While this year saw much work in WAI, there has been some concern raised about the progress of translating WCAG 2.0 into other languages. In July I looked at this issue in my column Does WCAG have a language barrier? A recent trip to Saudi Arabia and some academic research highlighted the difficulty in sourcing information relating to WCAG 2.0 and associated resources in Arabic, and the page that keeps a list of current translations was out of date at the time. With the significance of WCAG 2.0 as a web and ISO standard continuing to grow in importance among international policy and legislative frameworks, it’s important that there is a greater focus on this in the New Year.
Outside of specific WAI work, it’s been interesting to follow the trends and discussions about accessibility. Debate in the WAI-IG mailing list led to discussion of the topic Why does PDF accessibility make people angry? And it was a lot of fun looking into the implications of the Internet of Things (IoT) in my most popular article for the year, Will your toaster become WCAG compliant?
Here in Australia, 2015 marked an important year as the government starts a new chapter in its accessibility journey after the National Transition Strategy (NTS) concluded at the end of 2014, with guidance now coming from the Digital Transformation Office and a more definitive requirement of WCAG 2.0 Level AA across all Federal government agencies. Accessibility was front and centre early in the year with the settlement of the Coles case in which a blind woman lodged a complaint with the Australian Human Rights Commission due to the inaccessibility of online grocery shopping.

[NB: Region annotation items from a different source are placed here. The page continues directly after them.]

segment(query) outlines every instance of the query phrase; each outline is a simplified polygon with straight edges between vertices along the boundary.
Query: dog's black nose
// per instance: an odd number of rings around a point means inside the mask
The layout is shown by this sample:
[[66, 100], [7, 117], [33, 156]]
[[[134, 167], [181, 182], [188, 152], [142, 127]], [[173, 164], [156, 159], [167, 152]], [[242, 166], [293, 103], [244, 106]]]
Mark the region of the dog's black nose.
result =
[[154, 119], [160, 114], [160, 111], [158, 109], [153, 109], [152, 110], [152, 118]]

More specific to MAA, it’s been great to continue delivering the Professional Certificate in Web Accessibility Compliance course in partnership with UniSA, now in its fourth year. It’s been rewarding to continue delivering the course throughout 2015, and a big thank you to the students that participated. Enrolments for the next course are now open for February.
Finally, I’d like to thank you for taking the time to read this column every month. I hope you all have a great Christmas and New Year and will look forward to talking again about all things accessibility in 2016.